Already on GitHub? Sign in to your account

feature request: Take a snapshot of a cluster #9991

Open
owenthereal opened this issue Dec 17, 2020 · 15 comments
Open

feature request: Take a snapshot of a cluster #9991

owenthereal opened this issue Dec 17, 2020 · 15 comments
Labels
help wanted Denotes an issue that needs help from a contributor. Must meet "help wanted" guidelines. kind/feature Categorizes issue or PR as related to a new feature. lifecycle/frozen Indicates that an issue or PR should not be auto-closed due to staleness. priority/backlog Higher priority than priority/awaiting-more-evidence.

Comments

@owenthereal
Copy link

owenthereal commented Dec 17, 2020

Steps to reproduce the issue:

This is a feature request not an issue.

I would like to be able to take a snapshot of the cluster and reuse it for CI for a faster boot time. I have functional tests that run on a minikube cluster but the tests require installation of a bunch of software, e.g. ingress-nginx, cert-manager etc. I'm wondering whether there is a way to "pre-burn" a minikube image by taking a snapshot of a running cluster. The image includes a version of the minikube k8s and software that I install on it. The image is then used in CI to avoid reinstalling all the basic software every time. This would immensely shorten the CI time.

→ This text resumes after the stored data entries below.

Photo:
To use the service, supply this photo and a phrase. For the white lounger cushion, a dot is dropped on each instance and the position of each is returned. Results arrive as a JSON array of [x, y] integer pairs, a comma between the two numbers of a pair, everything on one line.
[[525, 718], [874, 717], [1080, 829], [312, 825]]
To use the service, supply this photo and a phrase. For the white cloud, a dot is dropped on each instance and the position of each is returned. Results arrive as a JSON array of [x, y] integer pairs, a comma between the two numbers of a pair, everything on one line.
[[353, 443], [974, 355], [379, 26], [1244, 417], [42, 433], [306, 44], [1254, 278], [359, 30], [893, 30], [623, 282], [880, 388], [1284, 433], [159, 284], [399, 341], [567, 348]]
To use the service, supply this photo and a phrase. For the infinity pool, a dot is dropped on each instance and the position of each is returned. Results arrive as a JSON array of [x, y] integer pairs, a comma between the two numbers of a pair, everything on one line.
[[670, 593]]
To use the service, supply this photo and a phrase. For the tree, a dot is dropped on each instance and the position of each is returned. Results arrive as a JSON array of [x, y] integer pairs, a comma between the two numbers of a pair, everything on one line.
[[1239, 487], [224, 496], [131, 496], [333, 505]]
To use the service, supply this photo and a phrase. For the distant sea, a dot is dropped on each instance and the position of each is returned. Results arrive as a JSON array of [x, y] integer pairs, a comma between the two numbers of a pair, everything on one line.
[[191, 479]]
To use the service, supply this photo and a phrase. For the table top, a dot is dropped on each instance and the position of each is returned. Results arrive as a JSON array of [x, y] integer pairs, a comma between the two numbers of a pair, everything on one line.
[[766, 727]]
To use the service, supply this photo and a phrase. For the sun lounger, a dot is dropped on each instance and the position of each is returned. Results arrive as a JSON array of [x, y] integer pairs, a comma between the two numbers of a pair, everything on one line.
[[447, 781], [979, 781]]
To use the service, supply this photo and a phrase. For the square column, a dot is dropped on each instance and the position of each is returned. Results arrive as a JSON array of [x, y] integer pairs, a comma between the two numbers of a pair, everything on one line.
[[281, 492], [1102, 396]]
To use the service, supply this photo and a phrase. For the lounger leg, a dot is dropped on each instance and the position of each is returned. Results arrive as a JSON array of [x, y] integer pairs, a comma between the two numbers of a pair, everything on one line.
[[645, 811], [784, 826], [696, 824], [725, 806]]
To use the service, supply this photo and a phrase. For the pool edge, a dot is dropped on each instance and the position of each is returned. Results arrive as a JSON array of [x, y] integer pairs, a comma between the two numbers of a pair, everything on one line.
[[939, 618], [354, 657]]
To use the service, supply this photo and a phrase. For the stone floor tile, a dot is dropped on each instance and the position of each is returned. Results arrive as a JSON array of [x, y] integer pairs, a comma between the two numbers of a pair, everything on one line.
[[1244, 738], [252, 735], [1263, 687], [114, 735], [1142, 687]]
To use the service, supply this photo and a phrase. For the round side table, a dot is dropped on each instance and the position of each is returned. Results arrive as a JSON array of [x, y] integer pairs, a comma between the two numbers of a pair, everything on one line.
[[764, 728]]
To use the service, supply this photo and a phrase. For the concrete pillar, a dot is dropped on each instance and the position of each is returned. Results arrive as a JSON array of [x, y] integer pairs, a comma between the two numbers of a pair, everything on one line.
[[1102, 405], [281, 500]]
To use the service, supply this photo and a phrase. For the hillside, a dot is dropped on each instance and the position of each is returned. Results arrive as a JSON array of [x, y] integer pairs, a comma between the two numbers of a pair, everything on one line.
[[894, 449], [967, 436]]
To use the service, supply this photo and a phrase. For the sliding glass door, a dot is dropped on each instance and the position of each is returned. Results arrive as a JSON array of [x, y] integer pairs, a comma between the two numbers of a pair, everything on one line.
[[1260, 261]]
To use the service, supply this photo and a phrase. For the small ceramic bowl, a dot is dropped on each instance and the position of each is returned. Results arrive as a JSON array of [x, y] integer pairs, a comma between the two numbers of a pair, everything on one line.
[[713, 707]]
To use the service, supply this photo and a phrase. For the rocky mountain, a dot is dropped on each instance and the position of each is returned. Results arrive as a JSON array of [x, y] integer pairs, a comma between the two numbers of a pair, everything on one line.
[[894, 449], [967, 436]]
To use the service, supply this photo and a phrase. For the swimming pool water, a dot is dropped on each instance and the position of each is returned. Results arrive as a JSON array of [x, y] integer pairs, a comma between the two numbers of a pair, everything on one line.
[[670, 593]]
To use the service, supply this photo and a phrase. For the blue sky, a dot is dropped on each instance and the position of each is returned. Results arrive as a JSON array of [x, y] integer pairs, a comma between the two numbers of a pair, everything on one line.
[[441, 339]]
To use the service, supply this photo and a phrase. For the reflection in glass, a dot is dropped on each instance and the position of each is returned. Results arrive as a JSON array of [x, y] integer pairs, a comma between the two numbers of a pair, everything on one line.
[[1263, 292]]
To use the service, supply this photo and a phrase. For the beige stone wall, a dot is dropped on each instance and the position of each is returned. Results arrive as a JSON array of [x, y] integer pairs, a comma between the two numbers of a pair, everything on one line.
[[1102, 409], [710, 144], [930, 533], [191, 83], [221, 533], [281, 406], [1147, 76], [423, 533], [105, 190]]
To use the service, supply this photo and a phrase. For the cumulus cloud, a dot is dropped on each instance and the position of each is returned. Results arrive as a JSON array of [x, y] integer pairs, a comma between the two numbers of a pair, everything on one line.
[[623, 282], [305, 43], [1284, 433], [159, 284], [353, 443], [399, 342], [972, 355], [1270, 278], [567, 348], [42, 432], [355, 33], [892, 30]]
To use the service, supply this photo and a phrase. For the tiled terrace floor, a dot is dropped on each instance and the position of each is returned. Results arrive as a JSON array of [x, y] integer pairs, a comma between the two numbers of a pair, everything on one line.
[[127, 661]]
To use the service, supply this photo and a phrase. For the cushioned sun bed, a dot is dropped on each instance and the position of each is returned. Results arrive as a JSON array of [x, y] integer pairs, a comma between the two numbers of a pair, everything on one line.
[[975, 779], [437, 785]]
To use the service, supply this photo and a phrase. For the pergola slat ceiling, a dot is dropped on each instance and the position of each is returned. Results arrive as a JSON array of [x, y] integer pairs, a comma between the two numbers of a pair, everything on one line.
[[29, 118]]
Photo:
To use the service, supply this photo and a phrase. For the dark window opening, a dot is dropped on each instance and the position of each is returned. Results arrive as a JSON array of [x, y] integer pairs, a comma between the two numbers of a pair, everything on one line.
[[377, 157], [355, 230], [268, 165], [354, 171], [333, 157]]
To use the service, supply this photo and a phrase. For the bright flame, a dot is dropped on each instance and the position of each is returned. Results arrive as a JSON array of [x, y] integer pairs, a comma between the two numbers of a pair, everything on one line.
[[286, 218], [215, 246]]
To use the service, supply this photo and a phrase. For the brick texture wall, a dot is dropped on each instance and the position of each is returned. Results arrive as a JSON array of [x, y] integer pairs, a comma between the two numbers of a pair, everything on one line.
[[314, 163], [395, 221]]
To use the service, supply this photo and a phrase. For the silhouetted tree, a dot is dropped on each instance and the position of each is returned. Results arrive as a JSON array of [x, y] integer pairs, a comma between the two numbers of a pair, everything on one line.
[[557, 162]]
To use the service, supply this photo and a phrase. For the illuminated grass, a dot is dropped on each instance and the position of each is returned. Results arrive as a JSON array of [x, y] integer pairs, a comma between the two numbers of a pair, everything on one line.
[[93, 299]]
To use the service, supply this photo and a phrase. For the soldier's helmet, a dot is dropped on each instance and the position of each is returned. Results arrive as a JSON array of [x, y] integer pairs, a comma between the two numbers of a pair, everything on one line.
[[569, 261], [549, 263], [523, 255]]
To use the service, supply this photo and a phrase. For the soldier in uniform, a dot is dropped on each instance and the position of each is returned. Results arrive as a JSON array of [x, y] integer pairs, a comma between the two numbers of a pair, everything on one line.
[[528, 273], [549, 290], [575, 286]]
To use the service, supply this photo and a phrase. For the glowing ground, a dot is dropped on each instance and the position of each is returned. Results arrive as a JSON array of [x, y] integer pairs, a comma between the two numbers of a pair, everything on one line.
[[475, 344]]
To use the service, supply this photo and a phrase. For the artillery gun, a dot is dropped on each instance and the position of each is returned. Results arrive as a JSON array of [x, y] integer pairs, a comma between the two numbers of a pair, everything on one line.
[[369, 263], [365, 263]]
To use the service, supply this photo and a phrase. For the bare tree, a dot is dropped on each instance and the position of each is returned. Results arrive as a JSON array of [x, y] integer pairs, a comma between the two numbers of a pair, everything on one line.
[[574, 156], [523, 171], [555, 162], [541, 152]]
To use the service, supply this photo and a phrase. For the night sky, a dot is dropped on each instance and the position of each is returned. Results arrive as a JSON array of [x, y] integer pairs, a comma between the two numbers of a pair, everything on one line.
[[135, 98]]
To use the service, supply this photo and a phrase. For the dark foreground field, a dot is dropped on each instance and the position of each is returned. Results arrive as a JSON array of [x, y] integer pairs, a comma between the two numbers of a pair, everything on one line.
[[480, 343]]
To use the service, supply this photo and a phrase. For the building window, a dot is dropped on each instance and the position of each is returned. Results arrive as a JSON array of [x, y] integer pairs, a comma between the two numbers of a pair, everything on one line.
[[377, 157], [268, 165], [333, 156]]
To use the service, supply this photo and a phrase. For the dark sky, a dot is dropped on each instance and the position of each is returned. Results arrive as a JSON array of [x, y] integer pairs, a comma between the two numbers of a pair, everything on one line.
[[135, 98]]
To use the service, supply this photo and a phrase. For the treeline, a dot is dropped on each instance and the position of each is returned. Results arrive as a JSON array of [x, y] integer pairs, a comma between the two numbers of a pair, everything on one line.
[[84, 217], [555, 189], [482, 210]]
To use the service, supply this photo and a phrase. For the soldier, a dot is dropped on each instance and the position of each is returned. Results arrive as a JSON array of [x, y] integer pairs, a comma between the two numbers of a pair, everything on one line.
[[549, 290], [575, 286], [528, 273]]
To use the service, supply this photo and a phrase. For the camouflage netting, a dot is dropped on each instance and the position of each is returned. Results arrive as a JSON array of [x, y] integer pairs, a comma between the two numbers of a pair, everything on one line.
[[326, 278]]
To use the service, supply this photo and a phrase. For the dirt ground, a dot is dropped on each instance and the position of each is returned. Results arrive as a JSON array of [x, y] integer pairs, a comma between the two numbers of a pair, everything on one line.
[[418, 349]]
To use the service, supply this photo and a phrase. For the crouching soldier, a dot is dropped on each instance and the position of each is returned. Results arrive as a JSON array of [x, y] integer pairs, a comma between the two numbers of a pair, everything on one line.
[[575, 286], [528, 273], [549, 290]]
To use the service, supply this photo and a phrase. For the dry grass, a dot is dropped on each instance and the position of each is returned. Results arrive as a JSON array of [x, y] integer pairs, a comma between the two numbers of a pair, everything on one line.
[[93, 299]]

Full output of failed command:

N/A

Full output of minikube start command used, if not already included:

N/A

Optional: Full output of minikube logs command:

N/A

@afbjorklund
Copy link
Collaborator

Did you check out the minikube cache command already ?

@owenthereal
Copy link
Author

minikube cache adds/deletes/loads an image to/from minikube. What I wanted is to burn the whole cluster with software that I install into the cluster as an image so that it can be reused elsewhere, e.g. CI.

@tstromberg tstromberg added the kind/feature Categorizes issue or PR as related to a new feature. label Dec 18, 2020
@afbjorklund
Copy link
Collaborator

afbjorklund commented Dec 20, 2020

You did not mention what platform and driver this was for. I'm not sure the "pause" feature will survive such a "burn"...

We talked about adding the suspend/resume feature earlier, but ended up adding the pause/unpause feature instead.
In theory the VirtualBox driver should support it, but I have only done it locally - and there is no minikube support for it

There might be other "kubernetes backup" software, to take snapshots of running clusters. Maybe they can be integrated.

@afbjorklund afbjorklund added the triage/discuss Items for discussion label Dec 20, 2020
@owenthereal
Copy link
Author

owenthereal commented Dec 20, 2020

You did not mention what platform and driver this was for

I'm looking for this feature for Linux with the Docker driver mainly. A quick google shows that it is possible and easy to do: https://stackoverflow.com/questions/26331651/how-can-i-backup-a-docker-container-with-its-data-volumes.

Regarding other drivers, most of them should have the feature of snapshotting or suspending/resuming as you mentioned.

There might be other "kubernetes backup" software, to take snapshots of running clusters. Maybe they can be integrated.

I would love to see the integration of such software. Any pointers?

@afbjorklund
Copy link
Collaborator

Something like https://github.com/vmware-tanzu/velero perhaps ?

@k8s-ci-robot k8s-ci-robot added the kind/support Categorizes issue or PR as a support question. label Dec 23, 2020
@owenthereal
Copy link
Author

I checked https://github.com/vmware-tanzu/velero and it's cloud provider specific. I'm unclear how that would apply for minikube.

@medyagh
Copy link
Member

medyagh commented Jan 6, 2021

this is a good idea ! we have plans to explore the idea of freezing a cluster to potentially start minikube faster with a frozen cluster.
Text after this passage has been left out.